Springtime Recipes ― Strawberry Rhubarb Crisp Pie
• 1 large egg
• 1 cup sugar
• 2 tablespoons all-purpose flour
• 1 teaspoon vanilla extract
• ¾ pound rhubarb rib, cut into ½-inch pieces, or sliced * frozen rhubarb (about 3 cups)
• 1 pint fresh strawberries, halved
• 1 unbaked pie shell (9 inches)
• ¾ cup all-purpose flour
• ½ cup packed brown sugar
• ½ cup quick-cooking or old-fashioned oats
• ½ cup cold butter, cubed
• In a large bowl, beat egg. Beat in the sugar, flour and vanilla until well blended. Gently stir in rhubarb and strawberries. Pour into pastry shell.

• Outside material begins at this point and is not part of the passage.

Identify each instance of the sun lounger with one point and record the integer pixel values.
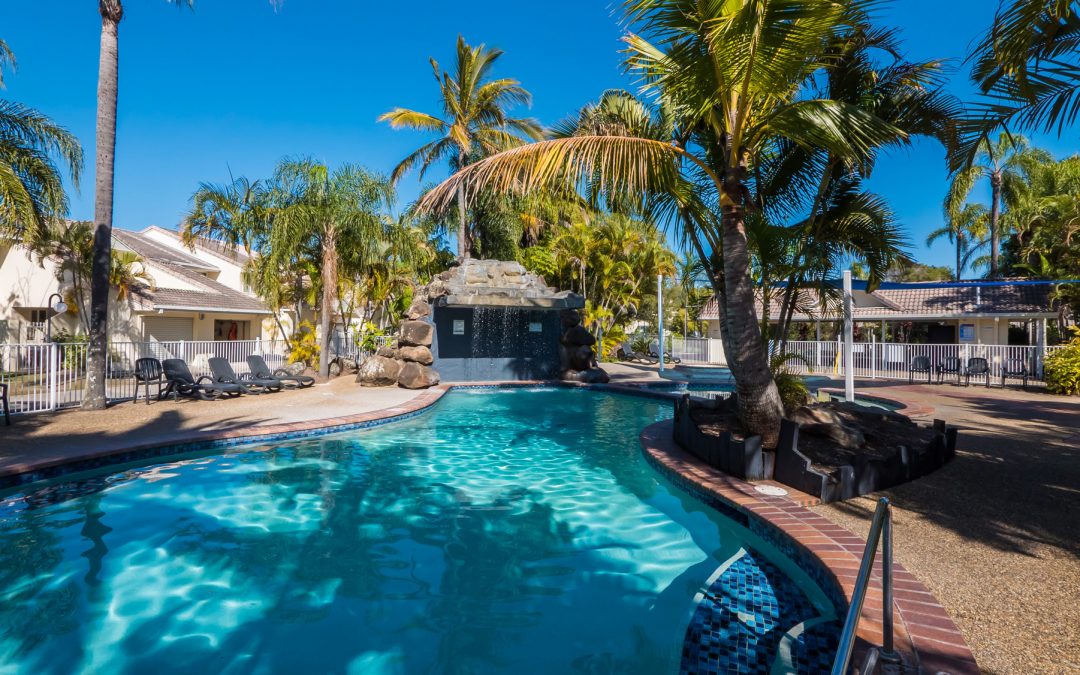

• For topping, in a small bowl, combine the flour, brown sugar and oats; cut in butter until crumbly. Sprinkle over fruit.
• Bake at 400° for 10 minutes. Reduce heat to 350°; bake for 35 minutes longer or until crust is golden brown and filling is bubbly. Cool on a wire rack.
* If using frozen rhubarb, measure rhubarb while still frozen, then thaw completely. Drain in a colander, but do not press liquid out.